Before Race Day, the furthest I’d ever run was 42 kilometres. On Race Day, by the 45th kilometre, I had to have a bit of a word with myself. My feet felt like someone had battered them with a cricket bat, and running down those steep descents was a mind-fuck of agony. Funnily enough, in the days leading up to the race I thought I’d have trouble with my breathing from running all that distance, or that maybe my legs would tell me to fuck off during the 2,400 metre ascent, but nope. Lungs were happy, legs were fine. It was my feet. Hadn’t considered my poor, beleaguered feet… They fully hated me and were intent on making me suffer for what I was putting them through.
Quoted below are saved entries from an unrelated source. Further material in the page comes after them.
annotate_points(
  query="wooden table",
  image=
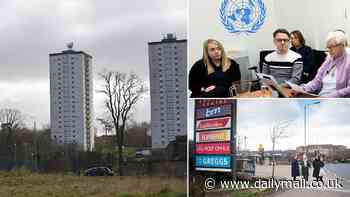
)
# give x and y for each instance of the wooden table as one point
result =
(268, 94)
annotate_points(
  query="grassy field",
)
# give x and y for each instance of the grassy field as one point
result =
(22, 183)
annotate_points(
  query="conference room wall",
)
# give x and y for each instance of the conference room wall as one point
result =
(315, 18)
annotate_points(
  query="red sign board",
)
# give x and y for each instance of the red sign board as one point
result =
(213, 148)
(217, 123)
(213, 136)
(211, 102)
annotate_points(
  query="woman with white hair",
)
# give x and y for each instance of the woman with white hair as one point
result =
(333, 77)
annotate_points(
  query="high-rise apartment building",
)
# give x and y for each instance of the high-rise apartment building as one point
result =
(168, 80)
(71, 99)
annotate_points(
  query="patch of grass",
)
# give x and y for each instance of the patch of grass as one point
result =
(165, 192)
(27, 184)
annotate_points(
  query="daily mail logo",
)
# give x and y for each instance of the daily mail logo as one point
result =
(213, 161)
(218, 123)
(213, 148)
(213, 112)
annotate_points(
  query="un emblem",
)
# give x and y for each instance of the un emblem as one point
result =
(242, 15)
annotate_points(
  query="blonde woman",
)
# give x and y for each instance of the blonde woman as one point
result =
(212, 75)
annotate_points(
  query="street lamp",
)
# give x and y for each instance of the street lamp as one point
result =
(305, 109)
(278, 131)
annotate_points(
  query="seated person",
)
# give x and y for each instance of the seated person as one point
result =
(283, 64)
(298, 45)
(347, 49)
(213, 75)
(333, 77)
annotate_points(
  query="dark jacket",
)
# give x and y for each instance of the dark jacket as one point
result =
(199, 78)
(295, 168)
(317, 164)
(308, 62)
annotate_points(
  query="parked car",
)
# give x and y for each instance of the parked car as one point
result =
(99, 171)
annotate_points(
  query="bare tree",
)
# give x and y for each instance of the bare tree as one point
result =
(122, 92)
(11, 118)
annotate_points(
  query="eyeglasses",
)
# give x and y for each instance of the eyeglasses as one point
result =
(282, 40)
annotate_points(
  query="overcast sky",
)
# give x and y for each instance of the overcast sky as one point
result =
(114, 32)
(328, 122)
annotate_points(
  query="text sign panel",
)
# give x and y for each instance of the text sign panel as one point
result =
(213, 161)
(213, 136)
(217, 123)
(213, 148)
(212, 112)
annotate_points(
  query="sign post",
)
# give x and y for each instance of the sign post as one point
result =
(214, 136)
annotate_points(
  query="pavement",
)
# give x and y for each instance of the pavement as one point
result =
(284, 172)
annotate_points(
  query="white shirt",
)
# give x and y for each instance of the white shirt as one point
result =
(329, 82)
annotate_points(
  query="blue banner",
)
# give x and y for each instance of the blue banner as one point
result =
(213, 161)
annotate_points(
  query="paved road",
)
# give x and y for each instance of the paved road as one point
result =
(284, 171)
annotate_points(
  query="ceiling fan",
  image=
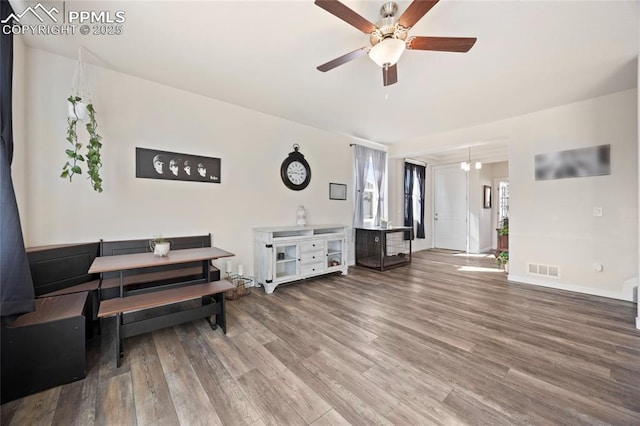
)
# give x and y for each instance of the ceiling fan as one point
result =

The 50th kilometre got us to the top of Grand Mont, the final ascent of the race, and it felt like a moment. Plus, the final 5km was all downhill. As we ground each kilometre under our feet, we passed encouraging signs that told us how far we had left to go and kept us motivated. But in that last stretch, I really had to make use of all my years of yoga and mediation, and send my mind off out of my body so that I couldn’t feel the pain any more and just keep running. Thank fuck I was able to do that. I’d still be a blubbering heap in the deepest darkest depths of the Beaujolais if I couldn’t.
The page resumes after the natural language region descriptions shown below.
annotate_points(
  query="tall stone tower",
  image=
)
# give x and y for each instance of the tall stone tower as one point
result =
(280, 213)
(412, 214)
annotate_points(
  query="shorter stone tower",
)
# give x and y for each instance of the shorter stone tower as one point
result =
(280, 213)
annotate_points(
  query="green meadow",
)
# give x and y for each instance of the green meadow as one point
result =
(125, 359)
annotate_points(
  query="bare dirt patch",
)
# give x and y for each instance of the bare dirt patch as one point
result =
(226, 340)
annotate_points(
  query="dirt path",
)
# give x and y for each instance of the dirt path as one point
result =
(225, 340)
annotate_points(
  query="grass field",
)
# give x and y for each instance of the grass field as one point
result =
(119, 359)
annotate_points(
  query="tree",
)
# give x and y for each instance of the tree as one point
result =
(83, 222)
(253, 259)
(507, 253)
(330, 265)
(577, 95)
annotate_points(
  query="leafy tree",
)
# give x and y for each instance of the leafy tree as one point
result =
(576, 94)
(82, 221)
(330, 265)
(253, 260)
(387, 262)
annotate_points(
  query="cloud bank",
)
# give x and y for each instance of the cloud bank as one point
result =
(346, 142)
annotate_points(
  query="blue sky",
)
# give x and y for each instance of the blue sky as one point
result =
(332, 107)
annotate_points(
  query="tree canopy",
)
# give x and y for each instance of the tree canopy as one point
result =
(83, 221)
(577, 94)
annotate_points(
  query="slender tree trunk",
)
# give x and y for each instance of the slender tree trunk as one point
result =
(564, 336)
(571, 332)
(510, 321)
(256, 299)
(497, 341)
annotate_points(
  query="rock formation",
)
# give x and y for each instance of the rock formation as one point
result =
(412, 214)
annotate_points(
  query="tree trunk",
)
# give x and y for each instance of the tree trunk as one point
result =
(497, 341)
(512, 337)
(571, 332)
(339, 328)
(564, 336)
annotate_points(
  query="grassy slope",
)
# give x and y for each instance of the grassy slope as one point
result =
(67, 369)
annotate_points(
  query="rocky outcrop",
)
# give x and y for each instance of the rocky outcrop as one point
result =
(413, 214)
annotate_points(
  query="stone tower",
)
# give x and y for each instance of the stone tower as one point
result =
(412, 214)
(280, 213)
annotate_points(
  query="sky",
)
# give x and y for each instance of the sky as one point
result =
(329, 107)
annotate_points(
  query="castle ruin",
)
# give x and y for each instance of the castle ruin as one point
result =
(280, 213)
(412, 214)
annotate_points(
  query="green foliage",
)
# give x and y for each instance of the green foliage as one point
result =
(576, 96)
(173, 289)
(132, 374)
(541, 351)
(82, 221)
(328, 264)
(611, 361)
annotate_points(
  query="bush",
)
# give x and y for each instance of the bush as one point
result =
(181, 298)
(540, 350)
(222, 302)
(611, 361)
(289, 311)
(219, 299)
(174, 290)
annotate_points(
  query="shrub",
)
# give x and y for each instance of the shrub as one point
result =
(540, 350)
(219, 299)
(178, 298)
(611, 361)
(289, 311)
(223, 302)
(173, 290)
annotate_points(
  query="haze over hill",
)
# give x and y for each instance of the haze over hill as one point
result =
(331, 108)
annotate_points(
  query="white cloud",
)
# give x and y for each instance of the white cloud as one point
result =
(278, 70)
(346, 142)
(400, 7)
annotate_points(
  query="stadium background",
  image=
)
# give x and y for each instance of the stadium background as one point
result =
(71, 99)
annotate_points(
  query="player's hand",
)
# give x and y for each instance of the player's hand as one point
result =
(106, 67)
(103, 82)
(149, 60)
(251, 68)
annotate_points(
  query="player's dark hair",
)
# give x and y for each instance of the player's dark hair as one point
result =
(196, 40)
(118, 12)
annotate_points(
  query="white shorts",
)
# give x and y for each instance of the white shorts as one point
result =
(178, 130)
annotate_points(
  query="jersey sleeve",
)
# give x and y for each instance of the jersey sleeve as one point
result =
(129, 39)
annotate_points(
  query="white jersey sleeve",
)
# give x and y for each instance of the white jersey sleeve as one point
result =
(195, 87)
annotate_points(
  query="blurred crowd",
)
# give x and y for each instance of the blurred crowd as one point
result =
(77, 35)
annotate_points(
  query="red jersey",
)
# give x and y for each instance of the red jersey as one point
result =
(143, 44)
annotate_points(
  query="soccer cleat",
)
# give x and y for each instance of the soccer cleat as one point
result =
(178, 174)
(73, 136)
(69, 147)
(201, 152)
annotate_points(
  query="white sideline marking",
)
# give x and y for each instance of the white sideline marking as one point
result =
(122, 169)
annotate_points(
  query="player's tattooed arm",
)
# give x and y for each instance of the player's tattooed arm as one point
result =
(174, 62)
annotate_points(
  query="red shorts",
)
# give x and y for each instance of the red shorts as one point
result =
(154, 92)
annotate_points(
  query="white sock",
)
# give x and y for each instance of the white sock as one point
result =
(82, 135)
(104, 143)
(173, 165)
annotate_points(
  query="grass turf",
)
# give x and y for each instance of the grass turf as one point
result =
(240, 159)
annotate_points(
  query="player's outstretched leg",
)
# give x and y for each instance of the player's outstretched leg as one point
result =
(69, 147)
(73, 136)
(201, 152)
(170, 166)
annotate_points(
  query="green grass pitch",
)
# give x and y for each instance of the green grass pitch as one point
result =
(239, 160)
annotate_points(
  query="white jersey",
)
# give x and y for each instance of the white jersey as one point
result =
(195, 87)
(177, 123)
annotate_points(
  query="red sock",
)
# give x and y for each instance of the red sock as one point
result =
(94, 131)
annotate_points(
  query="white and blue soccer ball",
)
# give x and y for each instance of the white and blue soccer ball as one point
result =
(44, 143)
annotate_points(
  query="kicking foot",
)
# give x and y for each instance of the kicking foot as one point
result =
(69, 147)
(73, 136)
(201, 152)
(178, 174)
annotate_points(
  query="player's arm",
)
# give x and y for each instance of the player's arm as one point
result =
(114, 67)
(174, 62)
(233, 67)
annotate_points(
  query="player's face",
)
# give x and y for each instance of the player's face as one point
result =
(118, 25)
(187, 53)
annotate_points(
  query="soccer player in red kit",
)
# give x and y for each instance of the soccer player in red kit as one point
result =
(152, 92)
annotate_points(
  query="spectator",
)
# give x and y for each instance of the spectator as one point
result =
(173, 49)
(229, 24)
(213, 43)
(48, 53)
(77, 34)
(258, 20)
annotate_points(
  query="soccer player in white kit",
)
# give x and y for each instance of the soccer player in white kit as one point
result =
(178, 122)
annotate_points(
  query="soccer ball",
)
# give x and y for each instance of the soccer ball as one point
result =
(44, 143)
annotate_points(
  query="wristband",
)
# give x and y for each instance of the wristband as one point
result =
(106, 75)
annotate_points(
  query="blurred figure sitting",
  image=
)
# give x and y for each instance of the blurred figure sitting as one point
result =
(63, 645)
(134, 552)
What’s really awesome though, as you’re running towards the finish line, is seeing your friends there cheering you on. It does wonders for your morale, because you know that, even though they think you’re fucking mental, they’ll support you anyway. Awww, thanks guys! Even more awesome though — actually running across the finish line! It’s over. It’s done. You’re Frodo on the slopes of Mount Doom. You’ve just run your first ever ultra!
The rest of the evening was a blur of Champagne, high-fat foods and a hot tub. Because that’s the reward for saying fuck it, let’s see what happens.